Data from: Harnessing stratigraphic bias at the section scale: conodont diversity in the Homerian (Silurian) of the Midland Platform, England
Jarochowska, Emilia et al. (2018), Data from: Harnessing stratigraphic bias at the section scale: conodont diversity in the Homerian (Silurian) of the Midland Platform, England, Dryad, Dataset, https://doi.org/10.5061/dryad.7sd66
Fossil abundance and diversity in geological successions are subject to bias arising from shifting depositional and diagenetic environments, resulting in variable rates of fossil accumulation and preservation. In simulations, this bias can be constrained based on sequence-stratigraphic architecture. Nonetheless, a practical quantitative method of incorporating the contribution of sequence-stratigraphic architecture in community palaeoecology and diversity analyses derived from individual successions is missing. As a model of faunal turnover affected by the stratigraphic bias, we use the ‘Mulde event’, a postulated mid-Silurian interval of elevated conodont turnover, which coincides with global eustatic sea-level changes and which has been based on regionally constrained observations. We test whether conodont turnover is highest at the boundary corresponding to the ‘event’ and post-‘event’ interval against the alternative that conodont turnover reflects habitat tracking and peaks at facies shifts. Based on the previously documented, parasequence-level stratigraphic framework of sections in the northern and central part of the Midland Platform, the relative controls of sequence-stratigraphic architecture, time and depositional environment over conodont distribution are evaluated using permutational multivariate analysis of variance.

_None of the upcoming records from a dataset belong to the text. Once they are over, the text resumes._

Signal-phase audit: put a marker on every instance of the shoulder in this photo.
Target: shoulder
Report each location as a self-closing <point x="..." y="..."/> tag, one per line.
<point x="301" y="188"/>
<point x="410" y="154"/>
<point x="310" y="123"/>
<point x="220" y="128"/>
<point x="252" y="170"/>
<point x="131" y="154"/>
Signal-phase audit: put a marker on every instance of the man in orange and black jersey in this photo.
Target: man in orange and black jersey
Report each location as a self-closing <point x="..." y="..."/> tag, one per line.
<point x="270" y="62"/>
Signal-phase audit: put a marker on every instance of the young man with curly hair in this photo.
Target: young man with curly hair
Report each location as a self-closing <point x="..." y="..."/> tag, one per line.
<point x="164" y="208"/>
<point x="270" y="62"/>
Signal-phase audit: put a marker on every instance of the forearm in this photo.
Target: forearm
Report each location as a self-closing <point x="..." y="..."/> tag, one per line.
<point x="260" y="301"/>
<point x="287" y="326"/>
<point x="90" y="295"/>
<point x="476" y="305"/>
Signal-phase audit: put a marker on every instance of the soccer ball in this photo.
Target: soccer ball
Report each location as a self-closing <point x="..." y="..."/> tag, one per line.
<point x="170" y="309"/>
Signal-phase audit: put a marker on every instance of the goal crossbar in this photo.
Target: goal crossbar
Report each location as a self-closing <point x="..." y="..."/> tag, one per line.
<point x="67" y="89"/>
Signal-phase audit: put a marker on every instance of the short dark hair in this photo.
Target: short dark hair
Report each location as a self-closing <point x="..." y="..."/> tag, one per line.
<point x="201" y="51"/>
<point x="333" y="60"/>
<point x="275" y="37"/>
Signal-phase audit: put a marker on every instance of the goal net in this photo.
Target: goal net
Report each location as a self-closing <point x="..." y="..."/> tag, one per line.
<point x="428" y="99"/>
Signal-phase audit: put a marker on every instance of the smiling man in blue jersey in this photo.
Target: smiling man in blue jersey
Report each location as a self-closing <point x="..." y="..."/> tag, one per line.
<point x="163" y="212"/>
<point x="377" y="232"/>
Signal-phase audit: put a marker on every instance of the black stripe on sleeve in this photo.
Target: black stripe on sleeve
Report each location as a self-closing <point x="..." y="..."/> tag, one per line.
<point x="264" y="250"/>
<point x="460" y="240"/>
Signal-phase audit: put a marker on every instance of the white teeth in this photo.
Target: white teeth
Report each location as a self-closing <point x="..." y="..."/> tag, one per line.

The depositional environment controls the largest part of variability in conodont assemblage composition, whereas the postulated ‘Mulde event’, or genuine temporal change in conodont diversity, cannot be detected. Depending on the binning of the stratigraphic succession, contrasting diversity and turnover patterns can be produced. The simple approach proposed here, emulating partitioning of β diversity into spatial and temporal components, may help to constrain the stratigraphic bias, even at the scale of an individual section.